Die Frage nach der persönlichen Motivation können sie aber nicht abschliessend beantworten: «Forschungsinteresse und finanzielle Motive lassen sich bei Kuhn kaum voneinander trennen.» Der Arzt strebte nach Renommee; er suchte auch den Austausch mit den geistigen Grössen seiner Zeit. Und er glaubte in seinem Optimismus wirklich und wohl zu recht, mit Psychopharmaka der Menschheit helfen zu können – mochten auch einzelne Menschen unter ihrer Entwicklung leiden.

So beantwortet das Autorentrio die Fragen, die sich ihm stellten, so präzise wie möglich und so differenziert wie nötig, dank dem einzigartigen Quellenschatz, den es bearbeitete, auch wegleitend für Forschung anderswo. Für einmal hat der Kanton Thurgau also einen Skandal vorbildlich bewältigt. Und die letzten Schlüsse müssen alle selber ziehen: «Wir gehen von mündigen Leserinnen und Lesern aus, die sich eine eigene Meinung bilden.»

Das Buch «Testfall Münsterlingen. Klinische Versuche in der Psychiatrie, 1940–1980» erscheint im Chronos-Verlag. Details dazu gibt es auf der Internetseite des Verlages.

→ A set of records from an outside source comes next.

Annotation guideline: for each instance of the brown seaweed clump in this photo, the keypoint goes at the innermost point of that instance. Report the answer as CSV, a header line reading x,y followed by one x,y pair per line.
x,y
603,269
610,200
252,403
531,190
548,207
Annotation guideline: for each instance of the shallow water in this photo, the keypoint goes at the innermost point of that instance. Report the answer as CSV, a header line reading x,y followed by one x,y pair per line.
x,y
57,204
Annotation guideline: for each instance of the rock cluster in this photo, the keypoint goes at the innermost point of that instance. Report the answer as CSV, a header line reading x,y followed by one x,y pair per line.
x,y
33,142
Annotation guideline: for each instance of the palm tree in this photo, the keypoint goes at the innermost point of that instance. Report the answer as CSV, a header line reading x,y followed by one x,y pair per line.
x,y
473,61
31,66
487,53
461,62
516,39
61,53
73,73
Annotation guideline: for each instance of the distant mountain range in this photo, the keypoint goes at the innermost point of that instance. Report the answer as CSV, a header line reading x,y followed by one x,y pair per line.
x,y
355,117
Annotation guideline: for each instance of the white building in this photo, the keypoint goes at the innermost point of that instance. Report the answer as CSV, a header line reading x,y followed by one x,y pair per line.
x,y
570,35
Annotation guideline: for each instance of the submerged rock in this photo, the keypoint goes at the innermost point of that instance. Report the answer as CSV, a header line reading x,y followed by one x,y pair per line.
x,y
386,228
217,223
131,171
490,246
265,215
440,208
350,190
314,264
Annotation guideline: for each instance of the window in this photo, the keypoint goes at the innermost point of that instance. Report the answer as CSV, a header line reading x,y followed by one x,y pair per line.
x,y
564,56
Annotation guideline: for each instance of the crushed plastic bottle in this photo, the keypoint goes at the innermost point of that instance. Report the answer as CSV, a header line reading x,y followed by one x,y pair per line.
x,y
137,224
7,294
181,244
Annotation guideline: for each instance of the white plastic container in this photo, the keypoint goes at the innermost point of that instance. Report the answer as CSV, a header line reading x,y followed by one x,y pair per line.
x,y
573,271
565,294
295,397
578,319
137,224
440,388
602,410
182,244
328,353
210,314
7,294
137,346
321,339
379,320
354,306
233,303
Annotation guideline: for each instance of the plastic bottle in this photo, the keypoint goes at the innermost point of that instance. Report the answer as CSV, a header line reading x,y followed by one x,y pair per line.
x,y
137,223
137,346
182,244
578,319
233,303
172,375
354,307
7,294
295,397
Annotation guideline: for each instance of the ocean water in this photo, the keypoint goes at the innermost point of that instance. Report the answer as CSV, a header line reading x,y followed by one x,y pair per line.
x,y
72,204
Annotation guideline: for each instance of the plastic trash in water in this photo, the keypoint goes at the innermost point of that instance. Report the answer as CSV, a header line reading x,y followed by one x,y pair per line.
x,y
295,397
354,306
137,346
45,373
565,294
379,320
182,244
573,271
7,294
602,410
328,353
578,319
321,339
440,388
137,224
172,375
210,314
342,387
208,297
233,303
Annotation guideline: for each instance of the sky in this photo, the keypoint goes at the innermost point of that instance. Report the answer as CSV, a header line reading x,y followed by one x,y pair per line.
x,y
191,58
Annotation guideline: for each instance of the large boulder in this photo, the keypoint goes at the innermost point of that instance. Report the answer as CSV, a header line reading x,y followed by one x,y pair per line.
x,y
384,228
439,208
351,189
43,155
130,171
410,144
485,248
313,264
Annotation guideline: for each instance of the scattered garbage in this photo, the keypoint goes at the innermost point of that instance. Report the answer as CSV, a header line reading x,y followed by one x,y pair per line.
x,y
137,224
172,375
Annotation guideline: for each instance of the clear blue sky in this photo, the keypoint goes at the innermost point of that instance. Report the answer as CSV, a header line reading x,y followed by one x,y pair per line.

Gewann den Regierungsrat dafür, das Forschungsprojekt auszuschreiben: Staatsarchivar André Salathé. Bild: Sascha Erni

 

Zeichen der Erinnerung

An der Medienkonferenz hat sich Regierungspräsident Jakob Stark im Namen der Thurgauer Regierung entschuldigt: «Der Regierungsrat entschuldigt sich bei allen Betroffenen von Medikamententests in der Psychiatrischen Klinik Münsterlingen.» Das gelte vor allem auch für jene, die besonders vulnerablen Patientengruppen zuzurechnen seien. Denn bei den Medikamententests wurden auch Kinder, Jugendliche sowie Schwerst- und Chronischkranke einbezogen. Insgesamt hat der Regierungsrat für das Forschungsprojekt 750 000 Franken aus dem Lotteriefonds bewilligt. 

 

Nebst der Entschuldigung bei den Betroffenen hat sich der Regierungsrat entschieden, ein weiteres Zeichen zu setzen, ein «Zeichen der Erinnerung». Das Bundesgesetz über die Aufarbeitung der fürsorgerischen Zwangsmassnahmen und Fremdplatzierungen vor 1981 fordert die Kantone auf, den Betroffenen die Ehre zu erweisen Das  «thurgauische Zeichen der Erinnerung» ist geplant auf dem ehemaligen Spitalfriedhof von Münsterlingen. Dieser wird partiell restauriert und unter Schutz gestellt. Gleichzeitig wird auf dem Gelände des Massnahmenzentrums Kalchrain ein Partnerzeichen der Erinnerung errichtet. 

 

Für das «Zeichen der Erinnerung» hat der Regierungsrat einen Wettbewerb im Einladungsverfahren unter Künstlerinnen und Künstlern genehmigt. Mit der Durchführung des Wettbewerbs wurde eine Jury beauftragt, die von alt Regierungsrat Claudius Graf-Schelling präsidiert wird. Das Ziel ist es, die Zeichen in spätestens eineinhalb Jahren zu enthüllen.